WAR CRUISE OF THE USS NEVADA

From Official US Navy files by Jake Jaekel

 

On 7 December 1941, Nevada was moored singly off Ford Island, and had a freedom of maneuver denied the, other 8 battleships present during the attack. As her gunners opened fire and her engineers got up steam, she was struck by one torpedo and two, possibly three, bombs from the Japanese attackers, but was able to get underway. While attempting to leave harbor she was struck again. Fearing she might sink in the channel, blocking it, she was beached at Hospital Point. Gutted forward, she lost 50 killed and 109 wounded.

Refloated 12 February 1942, Nevada repaired at Pearl Harbor and Puget Sound Navy Yard, then sailed for Alaska where she provided fire support for the capture of Attu 11 to 18 May. In June she sailed for further modernization at Norfolk Navy Yard, and in April 1944 reached British waters to prepare for the Normandy Invasion. In action from 6 to 17 June, and again 25 June, her mighty guns pounded not only permanent shore defenses on the Cherbourg Peninsula, but ranged as far as 17 miles inland, breaking up German concentrations and counterattacks. Shore batteries straddled her 27 times, but failed to diminish her accurate fire.

Between 15 August and 25 September, Nevada fired in the invasion of Southern France, dueling at Toulon with shore batteries of 13.4-inch guns taken from French battleships scuttled early in the war. Her gun barrels were relined at New York, and she sailed for the Pacific, arriving off Iwo Jima 16 February 1945 to give marines invading and fighting ashore her massive gunfire support through 7 March.

On 24 March, Nevada massed off Okinawa with the mightiest naval force ever seen in the Pacific, as pre-invasion bombardment began. She pounded Japanese airfields, shore defenses, supply dumps, and troop concentrations through the crucial operation, although 11 men were killed and a main battery turret damaged when she was struck by a suicide plane 27 March. Another 2 men were lost to fire from a shore battery 5 April. Serving off Okinawa until 30 June, from 10 July to 7 August she ranged with the 3rd Fleet which not only bombed the Japanese home islands, but came within range for Nevada’s guns during the closing days of the war.

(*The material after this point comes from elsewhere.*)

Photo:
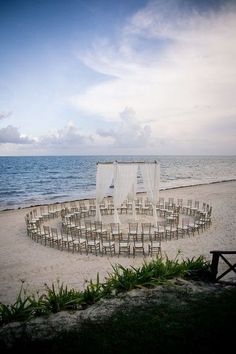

Returning to Pearl Harbor after a brief occupation duty in Tokyo Bay, Nevada was surveyed and assigned as a target ship for the Bikini atomic experiments. The tough old veteran survived the atom-bomb test of July 1946, returned to Pearl Harbor to decommission 29 August, and was sunk by gunfire and aerial torpedoes off Hawaii 31 July 1948.

Nevada received 7 battle stars for World War II service.